Alega-se também que houve uma mudança notável no seu comportamento, após o ano de 1560, quando faleceu a sua primeira esposa, Anastácia Romanovna Zakharina, que exercia uma influência positiva, moderadora, no seu temperamento explosivo, seguida pela morte de seu grande amigo, o patriarca Macário, e uma grave doença que lhe acometeu, ele colapsou de vez e assou a fazer jus à fama com que passou à história, principalmente por causa da desconfiança de que Anastácia tinha sido envenenada – suspeita confirmada por análise química feita por médicos russos, nos restos da tzarina, no final do século XX.

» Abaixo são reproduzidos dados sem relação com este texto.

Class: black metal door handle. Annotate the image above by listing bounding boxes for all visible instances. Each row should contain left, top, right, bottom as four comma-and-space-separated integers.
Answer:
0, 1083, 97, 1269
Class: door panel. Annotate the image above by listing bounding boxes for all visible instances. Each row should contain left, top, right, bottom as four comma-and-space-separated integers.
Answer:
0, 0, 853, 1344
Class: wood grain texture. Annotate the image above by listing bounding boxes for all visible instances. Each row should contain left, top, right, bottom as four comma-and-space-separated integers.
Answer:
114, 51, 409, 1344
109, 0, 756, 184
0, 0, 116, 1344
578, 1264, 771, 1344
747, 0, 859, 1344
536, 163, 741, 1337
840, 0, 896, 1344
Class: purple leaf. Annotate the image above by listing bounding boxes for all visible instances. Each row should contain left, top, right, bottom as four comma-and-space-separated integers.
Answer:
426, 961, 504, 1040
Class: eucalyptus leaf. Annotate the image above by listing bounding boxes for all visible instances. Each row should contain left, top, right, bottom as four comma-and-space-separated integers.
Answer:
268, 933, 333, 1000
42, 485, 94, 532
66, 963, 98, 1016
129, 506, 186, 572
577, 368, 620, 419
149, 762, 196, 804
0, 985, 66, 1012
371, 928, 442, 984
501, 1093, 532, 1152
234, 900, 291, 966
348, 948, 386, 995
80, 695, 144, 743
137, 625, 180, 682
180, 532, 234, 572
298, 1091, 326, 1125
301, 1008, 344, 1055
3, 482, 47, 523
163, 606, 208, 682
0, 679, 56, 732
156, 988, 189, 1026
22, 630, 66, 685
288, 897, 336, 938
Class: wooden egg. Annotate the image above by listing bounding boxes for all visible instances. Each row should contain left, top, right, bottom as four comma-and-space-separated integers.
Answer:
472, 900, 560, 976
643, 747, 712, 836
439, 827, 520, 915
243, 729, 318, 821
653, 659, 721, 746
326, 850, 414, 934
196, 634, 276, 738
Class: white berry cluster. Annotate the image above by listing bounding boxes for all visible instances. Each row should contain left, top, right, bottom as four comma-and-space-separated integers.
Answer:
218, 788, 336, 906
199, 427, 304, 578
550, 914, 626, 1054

Antes disso, porém, ele fez coisas notáveis e muito positivas para a evolução da sociedade russa: criou um conselho composto de mercadores e da pequena nobreza, reduzindo o poder nefasto dos boiardos; impulsionou as artes e as letras, introduzindo a imprensa no país; convocou o primeiro Zemski Sobor, em 1549, a primeira experiência de parlamento da Rússia; mandou fazer uma grande revisão na legislação russa, abrindo o acesso dos camponeses ao sistema legal e à administração local; iniciou frutuosas relações comerciais com a Inglaterra – chegou a pedir a rainha Elizabeth I em casamento, mas ela recusou... diplomaticamente – percebeu a importância da Rússia ter portos permanentes; expandiu enormemente os territórios do reino; reformou e modernizou o exército; etc.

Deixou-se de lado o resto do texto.